What God calls us to do is simply to embrace these realities. On the past event of the cross, we see the judgment of sin and the fact that God loves and forgives us. In the past event of the resurrection and ascension of Jesus, we see that eternal life is a reality to accept. It goes on like this. Even when Jeremiah was called into his prophetic role, he didn't hem and haw and fret nervously over what he should do. No, he learned that even before he was born God knew him and declared him to be a prophet to the nations (Jer 1.5). He found his life by responding to the already-conceived and declared word of God. Is this not the same for all of us?

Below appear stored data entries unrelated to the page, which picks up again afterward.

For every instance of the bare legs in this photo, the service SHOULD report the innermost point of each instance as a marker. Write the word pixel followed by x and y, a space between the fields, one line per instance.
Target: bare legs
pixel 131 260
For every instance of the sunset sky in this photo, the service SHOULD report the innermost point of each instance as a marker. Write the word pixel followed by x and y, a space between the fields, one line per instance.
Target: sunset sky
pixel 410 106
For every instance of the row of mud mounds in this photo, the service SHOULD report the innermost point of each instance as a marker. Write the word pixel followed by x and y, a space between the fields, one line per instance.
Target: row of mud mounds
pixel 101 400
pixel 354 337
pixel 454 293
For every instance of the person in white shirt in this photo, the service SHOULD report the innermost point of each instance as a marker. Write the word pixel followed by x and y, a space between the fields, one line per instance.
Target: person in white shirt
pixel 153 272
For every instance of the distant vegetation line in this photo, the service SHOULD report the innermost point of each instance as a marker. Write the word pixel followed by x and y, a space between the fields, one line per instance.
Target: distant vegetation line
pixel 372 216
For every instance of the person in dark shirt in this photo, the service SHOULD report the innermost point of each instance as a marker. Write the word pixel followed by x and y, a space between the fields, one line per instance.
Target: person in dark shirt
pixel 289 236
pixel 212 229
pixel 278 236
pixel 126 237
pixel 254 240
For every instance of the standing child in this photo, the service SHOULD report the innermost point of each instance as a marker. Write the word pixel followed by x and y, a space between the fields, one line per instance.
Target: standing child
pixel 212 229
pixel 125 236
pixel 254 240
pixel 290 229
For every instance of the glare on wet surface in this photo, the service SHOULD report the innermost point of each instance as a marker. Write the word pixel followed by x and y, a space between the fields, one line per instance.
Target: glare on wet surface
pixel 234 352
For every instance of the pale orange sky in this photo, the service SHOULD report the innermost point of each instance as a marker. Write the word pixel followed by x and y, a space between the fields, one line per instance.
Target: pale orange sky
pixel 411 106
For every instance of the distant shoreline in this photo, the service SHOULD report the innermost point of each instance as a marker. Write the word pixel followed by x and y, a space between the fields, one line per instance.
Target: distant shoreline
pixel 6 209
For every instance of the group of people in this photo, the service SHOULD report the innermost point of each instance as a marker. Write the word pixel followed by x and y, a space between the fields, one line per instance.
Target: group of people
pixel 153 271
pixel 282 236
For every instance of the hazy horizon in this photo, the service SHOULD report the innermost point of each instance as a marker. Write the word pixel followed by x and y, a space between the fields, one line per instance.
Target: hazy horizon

I could wax about the beauty of the sacraments and they give our faith new life by serving as concrete symbols pointing us back to the cross and the purification purchased therein. Or I could go on with how I've been seeing this work out in the visions and oracles given to Zechariah--and I will. But until then I'll leave you with some related words from one of my favorite observers of life, Eugene Peterson:
Worship is the essential and central act of the Christian. We do many other things in preparation for and as a result of worship: sing, write, witness, heal, teach, paint, serve, help, build, clean, smile. But the centering act is worship. Worship is the act of giving committed attention to the being and action of God [not ourselves!]. The Christian life is posited on the faith that God is in action. When we worship, it doesn't look like we are doing much--and we aren't. We are looking at what God is doing and orienting our action to the compass points of creation and covenant, judgment and salvation (Reversed Thunder, pp. 140-141).*
The cry for and questioning of God's judgment, "How long?" is now established in its proper context, the act of worship. Judgment is ... experienced as the long-ago launched, deeply worked out, thoroughly accomplished action of God which we entered into through our baptism, the consequences of which we share in our salvation, which we participate in by means of our worship, and the completion of which we already celebrate by means of word and sacrament (ibid, p. 144).
*Eugene H. Peterson, Reversed Thunder: The Revelation of John & the Praying Imagination (San Francisco: Harper Collins, 1988).
1 comment:
So, if you decide you're not supposed to be either a missionary or a teacher you can always write for a living. "It is finished" - the pivot point of creation and time.